A Sheffield man stabbed his partner in the leg after she ended the relationship and asked him to move out of the flat they shared, a court heard.
During a hearing at Sheffield Crown Court on Monday, Recorder Taryn Turner sentenced 54-year-old Terrance Bryan to 18 months in prison, suspended for two years, after he admitted to one count of wounding at an earlier hearing.
The night before the attack on January 28 this year, Bryan's partner told him she wanted to end their relationship and for him to move out of the flat they shared because 'she'd had enough of his drunk and violent behaviour,' said Carl Fitch, prosecuting.
Police had previously been called out a number of time to domestic disturbances involving the couple but no further action had been taken, the court heard.
Mr Fitch said Bryan's partner, aged 34, told him she was happy for him to move out the following morning because she knew he had been drinking.
He said: "The following morning she woke to find him sitting on a new chair, which had had the covers taken off.
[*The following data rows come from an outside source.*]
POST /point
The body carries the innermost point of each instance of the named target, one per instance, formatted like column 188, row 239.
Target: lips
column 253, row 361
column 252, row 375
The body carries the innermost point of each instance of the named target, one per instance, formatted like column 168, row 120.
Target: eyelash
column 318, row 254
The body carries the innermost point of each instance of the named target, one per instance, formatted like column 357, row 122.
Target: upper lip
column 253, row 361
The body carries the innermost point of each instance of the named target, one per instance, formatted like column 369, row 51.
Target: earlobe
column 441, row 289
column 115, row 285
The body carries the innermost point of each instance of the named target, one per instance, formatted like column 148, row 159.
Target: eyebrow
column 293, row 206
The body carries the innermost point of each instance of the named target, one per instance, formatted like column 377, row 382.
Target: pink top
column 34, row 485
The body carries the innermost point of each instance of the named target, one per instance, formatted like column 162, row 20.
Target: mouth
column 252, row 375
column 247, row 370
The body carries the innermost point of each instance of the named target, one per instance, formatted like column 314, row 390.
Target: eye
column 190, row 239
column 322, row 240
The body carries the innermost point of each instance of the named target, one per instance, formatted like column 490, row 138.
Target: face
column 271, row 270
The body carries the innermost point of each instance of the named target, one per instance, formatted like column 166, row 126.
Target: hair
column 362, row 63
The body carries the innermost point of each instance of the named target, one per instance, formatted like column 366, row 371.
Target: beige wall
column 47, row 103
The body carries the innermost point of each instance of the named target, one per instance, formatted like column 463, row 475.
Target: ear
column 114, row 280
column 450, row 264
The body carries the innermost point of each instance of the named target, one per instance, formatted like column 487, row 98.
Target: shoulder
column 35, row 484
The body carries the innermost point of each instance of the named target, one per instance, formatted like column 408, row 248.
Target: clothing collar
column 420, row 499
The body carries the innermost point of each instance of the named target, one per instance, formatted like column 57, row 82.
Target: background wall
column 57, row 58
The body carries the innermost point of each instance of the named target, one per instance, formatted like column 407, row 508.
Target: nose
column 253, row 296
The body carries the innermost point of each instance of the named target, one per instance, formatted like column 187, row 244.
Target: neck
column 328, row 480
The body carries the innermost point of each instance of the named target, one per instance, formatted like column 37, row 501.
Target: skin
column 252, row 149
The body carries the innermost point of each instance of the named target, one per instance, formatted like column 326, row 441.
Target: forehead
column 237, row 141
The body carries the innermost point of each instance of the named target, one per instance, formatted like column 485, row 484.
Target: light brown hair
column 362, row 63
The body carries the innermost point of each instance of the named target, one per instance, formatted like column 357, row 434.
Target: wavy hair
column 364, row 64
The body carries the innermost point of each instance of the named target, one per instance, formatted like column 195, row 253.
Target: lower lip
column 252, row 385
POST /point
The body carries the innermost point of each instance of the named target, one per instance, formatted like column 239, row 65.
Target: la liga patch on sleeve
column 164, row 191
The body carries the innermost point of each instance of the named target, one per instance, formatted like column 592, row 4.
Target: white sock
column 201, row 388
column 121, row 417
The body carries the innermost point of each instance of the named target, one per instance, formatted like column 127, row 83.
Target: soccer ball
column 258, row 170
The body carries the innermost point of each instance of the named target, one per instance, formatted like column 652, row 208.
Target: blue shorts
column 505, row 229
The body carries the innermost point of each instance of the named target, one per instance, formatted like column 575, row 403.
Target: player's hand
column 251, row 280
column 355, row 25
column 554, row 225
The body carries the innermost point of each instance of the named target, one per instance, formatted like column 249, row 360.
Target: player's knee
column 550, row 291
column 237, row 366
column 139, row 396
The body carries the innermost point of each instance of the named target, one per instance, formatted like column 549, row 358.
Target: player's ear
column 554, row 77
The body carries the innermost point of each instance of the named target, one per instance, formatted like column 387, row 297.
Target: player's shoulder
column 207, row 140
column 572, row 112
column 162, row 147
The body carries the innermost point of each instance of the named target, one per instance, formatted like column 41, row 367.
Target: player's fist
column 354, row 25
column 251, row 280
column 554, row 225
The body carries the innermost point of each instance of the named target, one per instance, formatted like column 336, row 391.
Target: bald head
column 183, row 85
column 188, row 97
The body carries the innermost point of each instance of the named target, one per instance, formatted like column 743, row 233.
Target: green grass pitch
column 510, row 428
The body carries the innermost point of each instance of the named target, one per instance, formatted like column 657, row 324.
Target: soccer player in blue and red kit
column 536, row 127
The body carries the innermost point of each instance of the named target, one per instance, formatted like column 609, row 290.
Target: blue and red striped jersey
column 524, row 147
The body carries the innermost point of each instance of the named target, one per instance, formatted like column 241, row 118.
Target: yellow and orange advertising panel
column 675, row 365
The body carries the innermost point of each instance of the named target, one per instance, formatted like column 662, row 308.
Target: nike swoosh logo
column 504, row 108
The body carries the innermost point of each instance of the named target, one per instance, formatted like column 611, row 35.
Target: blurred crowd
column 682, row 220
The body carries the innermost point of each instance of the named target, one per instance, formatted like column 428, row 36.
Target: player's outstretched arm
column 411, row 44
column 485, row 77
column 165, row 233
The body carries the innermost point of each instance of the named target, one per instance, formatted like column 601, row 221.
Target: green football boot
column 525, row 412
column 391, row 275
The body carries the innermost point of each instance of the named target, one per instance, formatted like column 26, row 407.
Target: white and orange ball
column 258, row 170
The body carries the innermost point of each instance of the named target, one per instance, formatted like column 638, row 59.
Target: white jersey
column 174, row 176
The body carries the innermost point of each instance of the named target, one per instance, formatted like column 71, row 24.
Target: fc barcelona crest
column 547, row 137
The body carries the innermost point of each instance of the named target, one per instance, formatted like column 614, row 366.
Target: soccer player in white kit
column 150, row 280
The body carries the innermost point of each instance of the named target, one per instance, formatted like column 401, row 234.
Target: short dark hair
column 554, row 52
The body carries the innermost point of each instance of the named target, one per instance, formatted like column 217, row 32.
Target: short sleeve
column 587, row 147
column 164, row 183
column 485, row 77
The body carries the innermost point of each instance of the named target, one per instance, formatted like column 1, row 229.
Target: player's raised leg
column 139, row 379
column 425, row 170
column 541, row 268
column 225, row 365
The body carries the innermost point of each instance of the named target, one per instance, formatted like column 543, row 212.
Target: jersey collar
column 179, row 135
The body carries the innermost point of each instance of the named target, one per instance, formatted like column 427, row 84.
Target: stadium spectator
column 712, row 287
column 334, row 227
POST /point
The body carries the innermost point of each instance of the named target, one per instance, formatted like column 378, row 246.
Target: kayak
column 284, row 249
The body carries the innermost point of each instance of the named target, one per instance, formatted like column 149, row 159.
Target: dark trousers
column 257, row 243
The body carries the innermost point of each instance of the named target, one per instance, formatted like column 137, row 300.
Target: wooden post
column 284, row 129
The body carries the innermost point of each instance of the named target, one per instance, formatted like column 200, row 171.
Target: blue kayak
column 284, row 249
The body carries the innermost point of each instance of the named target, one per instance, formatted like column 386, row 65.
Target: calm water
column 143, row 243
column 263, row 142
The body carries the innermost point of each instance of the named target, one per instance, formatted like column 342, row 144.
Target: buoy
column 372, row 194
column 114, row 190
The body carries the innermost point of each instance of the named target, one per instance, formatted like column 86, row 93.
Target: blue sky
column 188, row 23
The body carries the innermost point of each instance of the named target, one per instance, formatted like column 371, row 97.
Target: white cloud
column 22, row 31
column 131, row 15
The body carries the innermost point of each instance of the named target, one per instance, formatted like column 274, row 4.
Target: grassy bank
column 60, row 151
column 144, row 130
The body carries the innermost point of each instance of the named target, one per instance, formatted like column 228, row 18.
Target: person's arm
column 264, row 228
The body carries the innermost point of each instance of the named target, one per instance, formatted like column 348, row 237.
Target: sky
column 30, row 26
She was concerned he would sully the chair and so told him to get off it. He walked towards her, raised his right fist. Terrance then grabbed her by the throat and squeezed her windpipe, pinning her against the settee.
"She then realised she had been stabbed in the lower right leg, after she put her leg out to defend herself. She put her arm out to stop him, and was also cut on the right thumb."
Following the incident, Bryan, of Burnaby Crescent, Walkley called the police and said he had stabbed his partner, but later made no comment during a formal interview with officers.
Bryan's victim needed to have stitches for the stab wound to her leg, but she refused to make a formal complaint or to provide police with a victim impact statement, the court heard.
Defending, Edward Moss, told the court that Bryan's issues stemmed from a drink problem that first began to spiral out of control some nine years ago when his mother and brother died within a short space of one another.
Commenting on the offence, Mr Moss added: "It was part of an unseemly spat between the two of them. He himself had injuries to his hands, it's to his credit that he called the police and admitted what he did."
Mr Moss told the court that in a bid to address his alcohol addiction Bryan, who has no previous convictions, had gone 'cold turkey' and had not touched alcohol in three weeks.
He told the court that Bryan's former partner had attempted to rekindle their relationship, but Bryan, who previously served in the armed forces, told her he wanted to address his addiction issues before he could consider getting back together.
Suspending his custodial sentence, Recorder Turner told Bryan: "You are remorseful and I will accept you are also a man of previous good character and over and above that, you have served your country. You have suffered considerably from the loss of your mother and your brother."
Recorder Turner also ordered Bryan to complete a 25-day rehabilitation activity requirement and 30 sessions of the building better relationships programme.